In its 2007 judgment in the “Coelho v Tamil Nadu case”, the Indian Supreme Court had reaffirmed the basic structure doctrine by ruling that a constitutional amendment entailing the violation of any fundamental rights could be struck down depending upon its impact and consequences.

The verdict clearly imposed further limitations on the constituent power of the parliament with respect to the principles underlying certain fundamental rights.

On July 11, 2013, the Indian Supreme Court had overturned another law.

It had charge-sheeted members of parliament on conviction for offences, saying they would be immediately disqualified from holding membership of the House without being given three months’ time for appeal, as was the case before. Basically, the court had ruled against the provision of appeal period. About five years ago, on September 26, 2014, the Indian Supreme Court had declared as unconstitutional the National Tax Tribunal Act under which a national tribunal was set up to decide tax-related cases by taking away the jurisdiction of High Courts in such matters.

A five-judge Constitution Bench comprising Chief Justice of India RM Lodha and Justices JS Khehar, J. Chelameswar, AK Sikri and Rohinton Nariman had held that it was the ultimate encroachment on the exclusive domain of the superior Courts of Record in India.

In March 2015, India’s Supreme Court had struck down a controversial law that made posting “offensive” comments on social media a crime punishable by jail. The decision came after a two-year campaign by free speech activists, led by a law student. British media house “The Guardian” had reported: “In a decision that surprised many, judges said an amendment to India’s Information Technology Act known as Section 66-A was unconstitutional and a restriction on freedom of speech. “The public’s right to know is directly affected by Section 66-A,” said Justice R F Nariman, reading out the judgment. The law, which received presidential assent in 2009, makes posting information of “grossly offensive or menacing character” punishable by up to three years in jail. Campaigners claimed that it was repeatedly misused by police”.

It had added: “This month, police in Uttar Pradesh state had arrested a teenager for a Facebook post which they said “carried derogatory language against a community” wrongly attributed to a powerful local politician. Other cases include a university professor detained for posting a cartoon about the chief minister of the state of West Bengal”.

In October 2015, the Indian Supreme Court had struck down the 99th Constitutional Amendment that had changed the procedure for appointment of judges.

The 99th Constitutional Amendment, which provided the formation of the National Judicial Appointments Commission, was declared unconstitutional.

In its ruling, the Indian Supreme Court had observed that the system to appoint judges had existed in the Constitution prior to the 99th Constitutional Amendment.

In September 2018, the Indian apex court had decided that same-sex relations were no longer a criminal offence in India.
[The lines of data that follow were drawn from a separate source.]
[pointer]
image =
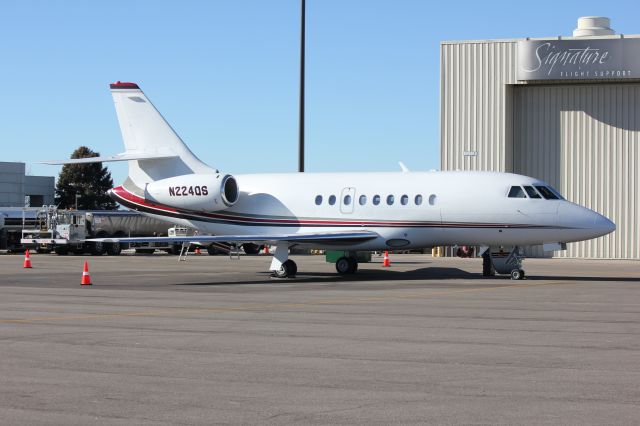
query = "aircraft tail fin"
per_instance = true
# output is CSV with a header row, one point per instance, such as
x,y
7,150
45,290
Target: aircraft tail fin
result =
x,y
154,150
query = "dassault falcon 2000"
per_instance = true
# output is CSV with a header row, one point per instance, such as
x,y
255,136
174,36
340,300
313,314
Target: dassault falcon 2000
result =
x,y
351,212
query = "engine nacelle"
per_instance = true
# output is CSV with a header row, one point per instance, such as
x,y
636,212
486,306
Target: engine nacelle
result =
x,y
195,192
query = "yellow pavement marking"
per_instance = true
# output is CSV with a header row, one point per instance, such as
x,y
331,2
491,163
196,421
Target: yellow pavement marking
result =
x,y
271,306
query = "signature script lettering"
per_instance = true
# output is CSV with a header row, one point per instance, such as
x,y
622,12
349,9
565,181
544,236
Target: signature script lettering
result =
x,y
547,55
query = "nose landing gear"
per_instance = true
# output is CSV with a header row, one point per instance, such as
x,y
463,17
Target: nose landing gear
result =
x,y
501,261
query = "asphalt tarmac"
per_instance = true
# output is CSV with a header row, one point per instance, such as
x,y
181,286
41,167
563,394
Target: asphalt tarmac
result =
x,y
216,341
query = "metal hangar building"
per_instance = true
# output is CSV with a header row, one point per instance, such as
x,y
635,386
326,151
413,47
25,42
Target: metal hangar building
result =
x,y
564,109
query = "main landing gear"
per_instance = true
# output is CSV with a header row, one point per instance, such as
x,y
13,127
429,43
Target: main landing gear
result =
x,y
347,265
281,265
287,270
502,261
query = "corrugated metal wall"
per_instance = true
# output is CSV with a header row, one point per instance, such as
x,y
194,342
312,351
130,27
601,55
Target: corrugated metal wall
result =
x,y
474,107
581,138
584,140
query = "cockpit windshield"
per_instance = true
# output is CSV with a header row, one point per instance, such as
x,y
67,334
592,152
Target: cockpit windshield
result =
x,y
534,191
547,193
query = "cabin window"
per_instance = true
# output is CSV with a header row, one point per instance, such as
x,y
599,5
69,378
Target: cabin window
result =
x,y
546,193
531,192
516,192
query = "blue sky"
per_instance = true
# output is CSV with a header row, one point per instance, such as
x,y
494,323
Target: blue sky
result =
x,y
225,75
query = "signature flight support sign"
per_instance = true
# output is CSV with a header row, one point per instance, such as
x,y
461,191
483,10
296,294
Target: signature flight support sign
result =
x,y
579,59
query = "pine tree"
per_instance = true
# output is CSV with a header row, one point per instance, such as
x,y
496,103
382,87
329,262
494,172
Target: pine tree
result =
x,y
89,181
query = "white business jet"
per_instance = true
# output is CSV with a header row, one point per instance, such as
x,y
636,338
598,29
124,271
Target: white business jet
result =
x,y
351,212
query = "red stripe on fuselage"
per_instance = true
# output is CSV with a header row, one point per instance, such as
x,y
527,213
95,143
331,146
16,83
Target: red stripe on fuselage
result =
x,y
126,195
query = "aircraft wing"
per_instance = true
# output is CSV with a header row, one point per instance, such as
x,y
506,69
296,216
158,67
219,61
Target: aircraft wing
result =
x,y
302,238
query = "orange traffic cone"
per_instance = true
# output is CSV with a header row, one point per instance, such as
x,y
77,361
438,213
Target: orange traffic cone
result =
x,y
86,278
385,259
27,260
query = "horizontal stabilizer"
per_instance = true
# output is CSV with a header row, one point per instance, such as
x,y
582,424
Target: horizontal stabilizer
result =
x,y
125,156
309,238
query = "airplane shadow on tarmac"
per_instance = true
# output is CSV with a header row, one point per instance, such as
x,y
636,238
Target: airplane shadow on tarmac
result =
x,y
433,275
422,274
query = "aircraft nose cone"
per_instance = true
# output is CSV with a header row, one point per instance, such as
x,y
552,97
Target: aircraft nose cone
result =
x,y
603,224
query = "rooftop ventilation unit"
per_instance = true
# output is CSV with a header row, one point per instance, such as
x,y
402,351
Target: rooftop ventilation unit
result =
x,y
593,26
The apex court had struck down the language in Section 377 of India’s penal code, a relic of the British colonial rule, which punished “carnal intercourse against the order of nature” with 10 years to life in prison. The judges unanimously ruled that consensual same-sex relationships were no longer a crime, deeming Section 377 “irrational, arbitrary and incomprehensible”.

And in January 2018, India’s Supreme Court had overturned a ban on a Bollywood film imposed by four states ahead of its countrywide release.

The Chinese “Xinhua” news agency had reported: “The ban on film “Padmaavat” was imposed by the western states of Rajasthan and Gujarat as well as northern state of Haryana and central state of Madhya Pradesh, citing law and order problems after protests by the Rajput community. But a three-judge bench, headed by Chief Justice Dipak Misra, did strike down the ban after the producers of the film approached the court”. The court had ruled: “We direct that there shall be a stay of operation on the notification and orders issued and we also restrain other states from issuing such notifications or orders in this matter. The states “are obliged” to maintain law and order”.